天野:当社は社会を支える重電メーカーとして、主に4つの分野を展開しています。
1つ目は、各電力会社様に発電機・変電機器を提供する電気インフラ事業です。世界的に電力需要が高まる中、拡大・成長している事業となっています。2つ目は社会システム事業で、例えば列車を動かすための電気設備や、上下水道の処理場を動かすための電気設備、放送を支える電気設備などをご提供しています。3つ目は産業モビリティ事業です。代表的な例として、電気自動車のモーターを自動車会社様に納品することなどが挙げられます。そして4つ目に、当社の提供する設備をメンテナンスするフィールドエンジニアリング事業があります。

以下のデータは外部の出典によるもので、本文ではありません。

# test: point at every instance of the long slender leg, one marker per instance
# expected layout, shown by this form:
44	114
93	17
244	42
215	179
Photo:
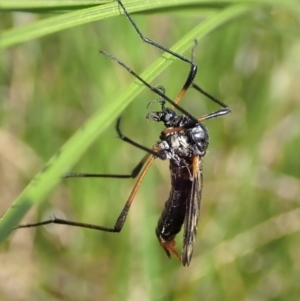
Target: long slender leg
136	169
152	88
133	174
120	220
193	70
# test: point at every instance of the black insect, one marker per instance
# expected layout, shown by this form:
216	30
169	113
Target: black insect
183	142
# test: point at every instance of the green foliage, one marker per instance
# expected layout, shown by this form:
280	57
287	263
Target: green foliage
60	99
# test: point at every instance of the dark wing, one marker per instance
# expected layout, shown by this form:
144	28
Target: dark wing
192	213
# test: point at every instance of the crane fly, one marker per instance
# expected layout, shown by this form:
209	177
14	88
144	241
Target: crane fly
183	142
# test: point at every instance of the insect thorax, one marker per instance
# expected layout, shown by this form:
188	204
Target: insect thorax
189	139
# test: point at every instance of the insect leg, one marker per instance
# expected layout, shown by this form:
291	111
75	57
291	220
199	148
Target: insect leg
154	89
193	70
120	221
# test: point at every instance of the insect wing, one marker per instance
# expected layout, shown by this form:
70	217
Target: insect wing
192	213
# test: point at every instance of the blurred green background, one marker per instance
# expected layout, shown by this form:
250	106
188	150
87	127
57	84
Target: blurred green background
247	246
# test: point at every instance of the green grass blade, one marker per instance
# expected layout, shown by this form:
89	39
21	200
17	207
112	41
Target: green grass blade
74	148
56	23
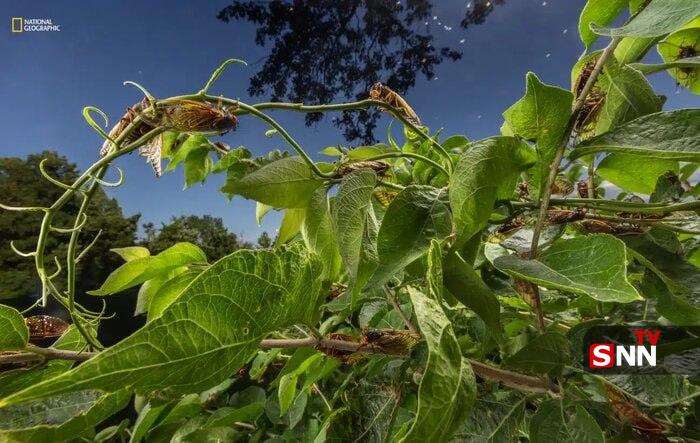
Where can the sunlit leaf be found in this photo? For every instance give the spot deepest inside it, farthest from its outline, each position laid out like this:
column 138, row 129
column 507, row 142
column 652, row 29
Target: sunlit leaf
column 207, row 334
column 595, row 265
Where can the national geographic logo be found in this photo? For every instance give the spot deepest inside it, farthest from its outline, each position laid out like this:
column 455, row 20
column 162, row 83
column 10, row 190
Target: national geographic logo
column 21, row 24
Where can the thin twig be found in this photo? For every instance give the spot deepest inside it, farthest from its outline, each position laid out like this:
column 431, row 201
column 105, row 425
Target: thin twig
column 391, row 297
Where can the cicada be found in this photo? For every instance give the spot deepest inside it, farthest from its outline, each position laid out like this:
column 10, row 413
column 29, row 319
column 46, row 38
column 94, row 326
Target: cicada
column 385, row 94
column 178, row 116
column 385, row 197
column 45, row 326
column 390, row 341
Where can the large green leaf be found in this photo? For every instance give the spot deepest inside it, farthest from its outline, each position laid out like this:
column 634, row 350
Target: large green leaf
column 415, row 216
column 552, row 423
column 666, row 135
column 686, row 71
column 595, row 265
column 350, row 215
column 546, row 353
column 447, row 391
column 59, row 418
column 541, row 115
column 213, row 328
column 657, row 18
column 285, row 183
column 628, row 95
column 634, row 173
column 14, row 331
column 138, row 270
column 13, row 381
column 487, row 171
column 318, row 234
column 600, row 12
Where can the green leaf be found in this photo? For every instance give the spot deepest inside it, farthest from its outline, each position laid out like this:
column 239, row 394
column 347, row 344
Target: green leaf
column 198, row 164
column 131, row 252
column 290, row 225
column 600, row 12
column 686, row 71
column 261, row 210
column 634, row 173
column 207, row 334
column 671, row 135
column 628, row 95
column 658, row 18
column 552, row 423
column 545, row 354
column 447, row 391
column 318, row 234
column 467, row 287
column 14, row 330
column 417, row 215
column 498, row 421
column 541, row 115
column 139, row 270
column 59, row 418
column 487, row 171
column 349, row 214
column 285, row 183
column 594, row 265
column 168, row 292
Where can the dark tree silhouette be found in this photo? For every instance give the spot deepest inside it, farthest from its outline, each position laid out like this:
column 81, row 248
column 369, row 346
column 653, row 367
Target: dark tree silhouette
column 324, row 50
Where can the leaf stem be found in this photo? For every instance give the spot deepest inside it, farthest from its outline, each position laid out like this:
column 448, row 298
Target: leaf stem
column 410, row 155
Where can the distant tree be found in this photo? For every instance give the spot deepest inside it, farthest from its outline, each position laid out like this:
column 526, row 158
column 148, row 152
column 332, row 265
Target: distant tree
column 264, row 240
column 22, row 185
column 326, row 49
column 207, row 232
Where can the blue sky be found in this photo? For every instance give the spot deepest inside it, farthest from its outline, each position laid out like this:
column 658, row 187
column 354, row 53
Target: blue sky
column 171, row 47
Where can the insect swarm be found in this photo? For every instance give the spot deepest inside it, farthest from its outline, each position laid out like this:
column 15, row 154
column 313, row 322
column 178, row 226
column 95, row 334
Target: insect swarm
column 178, row 116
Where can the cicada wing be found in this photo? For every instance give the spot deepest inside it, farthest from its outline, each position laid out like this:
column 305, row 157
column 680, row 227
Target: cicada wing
column 152, row 153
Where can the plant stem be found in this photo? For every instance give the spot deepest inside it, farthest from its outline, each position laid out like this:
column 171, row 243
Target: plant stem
column 554, row 168
column 270, row 121
column 410, row 155
column 391, row 297
column 362, row 104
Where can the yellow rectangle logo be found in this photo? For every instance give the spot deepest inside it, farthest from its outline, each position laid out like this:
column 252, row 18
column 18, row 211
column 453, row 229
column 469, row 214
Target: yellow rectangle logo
column 17, row 24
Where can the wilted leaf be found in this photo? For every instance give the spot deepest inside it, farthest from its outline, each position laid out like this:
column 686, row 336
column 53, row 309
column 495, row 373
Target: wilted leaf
column 415, row 216
column 285, row 183
column 541, row 115
column 139, row 270
column 14, row 331
column 657, row 18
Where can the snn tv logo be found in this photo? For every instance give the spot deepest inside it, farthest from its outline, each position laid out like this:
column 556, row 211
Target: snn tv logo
column 608, row 355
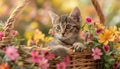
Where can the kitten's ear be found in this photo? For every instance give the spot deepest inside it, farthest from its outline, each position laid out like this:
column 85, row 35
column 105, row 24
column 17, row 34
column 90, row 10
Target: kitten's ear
column 75, row 14
column 53, row 16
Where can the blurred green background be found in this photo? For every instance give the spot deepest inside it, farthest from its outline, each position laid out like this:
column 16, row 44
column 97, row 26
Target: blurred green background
column 35, row 15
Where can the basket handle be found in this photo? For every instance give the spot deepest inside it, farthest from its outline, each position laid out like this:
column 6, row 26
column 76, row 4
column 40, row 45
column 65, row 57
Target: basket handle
column 11, row 20
column 99, row 11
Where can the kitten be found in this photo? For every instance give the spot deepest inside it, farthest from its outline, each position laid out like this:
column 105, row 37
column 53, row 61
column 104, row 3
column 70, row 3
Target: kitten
column 66, row 28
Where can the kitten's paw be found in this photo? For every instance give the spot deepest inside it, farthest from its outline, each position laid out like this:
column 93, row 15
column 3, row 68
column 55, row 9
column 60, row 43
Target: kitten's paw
column 79, row 47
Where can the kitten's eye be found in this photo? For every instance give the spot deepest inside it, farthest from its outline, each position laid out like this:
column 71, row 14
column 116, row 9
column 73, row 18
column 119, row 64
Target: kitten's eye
column 58, row 27
column 68, row 26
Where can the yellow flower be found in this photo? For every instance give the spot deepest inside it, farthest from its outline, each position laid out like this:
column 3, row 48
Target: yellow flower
column 113, row 30
column 38, row 35
column 117, row 45
column 118, row 57
column 106, row 36
column 28, row 34
column 47, row 39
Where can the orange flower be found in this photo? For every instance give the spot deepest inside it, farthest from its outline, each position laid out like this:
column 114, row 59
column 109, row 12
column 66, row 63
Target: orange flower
column 4, row 66
column 118, row 57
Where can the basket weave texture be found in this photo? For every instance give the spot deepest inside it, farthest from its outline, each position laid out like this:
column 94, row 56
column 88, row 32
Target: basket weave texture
column 79, row 60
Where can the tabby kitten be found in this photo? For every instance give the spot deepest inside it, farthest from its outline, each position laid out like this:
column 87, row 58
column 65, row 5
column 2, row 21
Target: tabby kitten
column 66, row 28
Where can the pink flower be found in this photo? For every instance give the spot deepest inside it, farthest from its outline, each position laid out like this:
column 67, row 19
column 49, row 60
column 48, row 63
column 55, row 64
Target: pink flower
column 82, row 35
column 43, row 63
column 11, row 53
column 66, row 60
column 61, row 65
column 49, row 55
column 35, row 57
column 116, row 65
column 89, row 20
column 106, row 48
column 98, row 31
column 96, row 53
column 13, row 33
column 1, row 35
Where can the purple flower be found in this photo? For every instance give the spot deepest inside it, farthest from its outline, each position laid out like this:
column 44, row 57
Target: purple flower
column 1, row 35
column 116, row 65
column 61, row 65
column 98, row 31
column 35, row 57
column 66, row 60
column 43, row 63
column 89, row 20
column 11, row 53
column 96, row 53
column 106, row 48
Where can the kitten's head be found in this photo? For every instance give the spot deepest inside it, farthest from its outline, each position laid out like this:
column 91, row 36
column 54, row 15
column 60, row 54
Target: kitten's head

海外にも拠点を有しており、日々、国内外のインフラを幅広く支えています。
天野:当社のサイバーセキュリティ対策は、主にIT部門であるDX推進部が中心となって担っています。ただ、昨今はサイバーリスクが高まっており、IT部門だけが対応すればよいという話ではありません。全社員一人ひとりが取り組む必要があります。そこで、サイバーセキュリティ対策をさらに強化すべく、全社横断で各部門に情報セキュリティ責任者(SIRTマネージャ)を立て、新たな体制を構築しました。
古屋:SIRTマネージャには現場での実効力を高めるために管理職を選出しています。そうなると、必ずしも全員がサイバーセキュリティに詳しいわけではなかったため、研修を実施することにしました。サイバーセキュリティに関して重要なテーマはたくさんありますが、特に優先的に研修する必要があると考えたのは「インシデント対応」です。日々のニュースでもランサムウェアの被害例などが次々と取り上げられており、社内でも危機意識がさらに高まってきていました。
松山:インシデント対応の専門的なノウハウについて、自社のリソースだけで研修することは難しいと判断し、外部にお願いすることにしました。研修会社などを主に検討していたのですが、そんな時に見つけたのがニュートン・コンサルティングのWebサイトでした。「リスクマネジメントを専門にコンサルティングしている会社」であるということと、Webサイトの情報が豊富であったことで関心が芽生えて問い合わせました。
古屋:他社とも比較検討しましたが、ニュートンさんは、こちらが1つ話しただけで何倍ものアイデアが返ってきましたし、私たちが言語化できていないニーズまで洗い出してもらいました。パッケージ化された研修ではなく、当社の環境や受講者の特性なども踏まえた研修メニューを作成してくださり、その抜群の提案力が決め手となりましたね。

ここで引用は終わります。